The premise was the biggest obstacle. Because like I said, it's easy to hear it and not understand the humor and just think it's going to be this devastating movie that's going to destroy your soul, and it's so not that. So that was probably the biggest challenge.
And with all these things, you need to find the right partners. You need to find the people who get it and the people who understand the movie the way that you understand it. And so in this case, I was able to find that in the guys in Armory Films, the initial guys who put up the money for the movie. I was able to find it with XYZ Films, who handled the foreign sales. And ultimately, I was able to find it with Nicolas and Selma. And so once you've got partners like that, you're good to go.
What's the thing you weren't expecting that happened with this film?
I think the biggest surprise for me so far has been the reviews. You never really know if people are going to get it. We can be as confident as we want, but at the end of the day, audiences are audiences, and we'd all be lying if we said we knew exactly how people are going to feel about it. So that's been really gratifying. Like I said, I've got the best reviews for this movie that I've gotten in my career. And I've been doing this awhile. So that was really nice to see. It just kind of feels good.
Are we going to see a Mom And Dad 2?
The way this business works is, if people want more of this story then we are very happy to give it to them.

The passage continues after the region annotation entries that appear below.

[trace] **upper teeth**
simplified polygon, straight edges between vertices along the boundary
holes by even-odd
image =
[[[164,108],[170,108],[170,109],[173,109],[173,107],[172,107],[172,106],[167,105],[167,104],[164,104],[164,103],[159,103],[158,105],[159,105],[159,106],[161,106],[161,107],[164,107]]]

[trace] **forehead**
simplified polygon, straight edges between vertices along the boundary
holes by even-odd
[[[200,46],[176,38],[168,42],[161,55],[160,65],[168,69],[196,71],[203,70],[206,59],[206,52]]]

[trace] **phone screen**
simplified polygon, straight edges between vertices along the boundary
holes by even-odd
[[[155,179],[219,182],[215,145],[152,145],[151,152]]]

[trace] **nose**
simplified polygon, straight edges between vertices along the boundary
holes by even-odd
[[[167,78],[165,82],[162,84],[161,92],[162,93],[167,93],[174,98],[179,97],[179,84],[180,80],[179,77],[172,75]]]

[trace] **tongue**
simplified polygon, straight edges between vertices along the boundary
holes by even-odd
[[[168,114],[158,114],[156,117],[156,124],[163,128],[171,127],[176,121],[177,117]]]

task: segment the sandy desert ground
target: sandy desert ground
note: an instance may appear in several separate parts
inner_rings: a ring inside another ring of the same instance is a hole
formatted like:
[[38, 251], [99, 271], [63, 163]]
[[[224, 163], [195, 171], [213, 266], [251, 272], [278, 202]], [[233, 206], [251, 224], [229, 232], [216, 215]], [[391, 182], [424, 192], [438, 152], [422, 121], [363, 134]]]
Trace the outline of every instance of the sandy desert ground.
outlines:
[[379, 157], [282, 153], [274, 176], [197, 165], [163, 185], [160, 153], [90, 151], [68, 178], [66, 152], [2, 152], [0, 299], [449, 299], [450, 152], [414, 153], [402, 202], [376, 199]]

I know you don't have much time. What do you want to tell us about Happy!
For anybody who hasn't seen it, this show is really bananas. I mean, it's pretty much pure bananas. I guarantee you've never seen Chris Meloni like this. He's spectacular. The chemistry between him and Patton Oswalt is really something else.
What do we have to look forward to with the last few episodes?
Episode 6 [just aired], and then we've got two more. It's eight in total. And for the people who've been following the series so far, pretty much every episode has been different. It's not that kind of show where it's like Gilligan's Island or something [laughs], where every week we tune in and it's the same thing, and we see if we're going to get off the island this week. This is just one of those shows where it just makes quantum leaps of strangeness every episode. There's really no way to predict what's going to happen next. But I will say that Episode 7 is going to be legendary.
Happy! Airs on Wednesdays on SYFY at 10 p.m. ET.
Mom and Dad premieres in theaters, on VOD, and Digital HD today.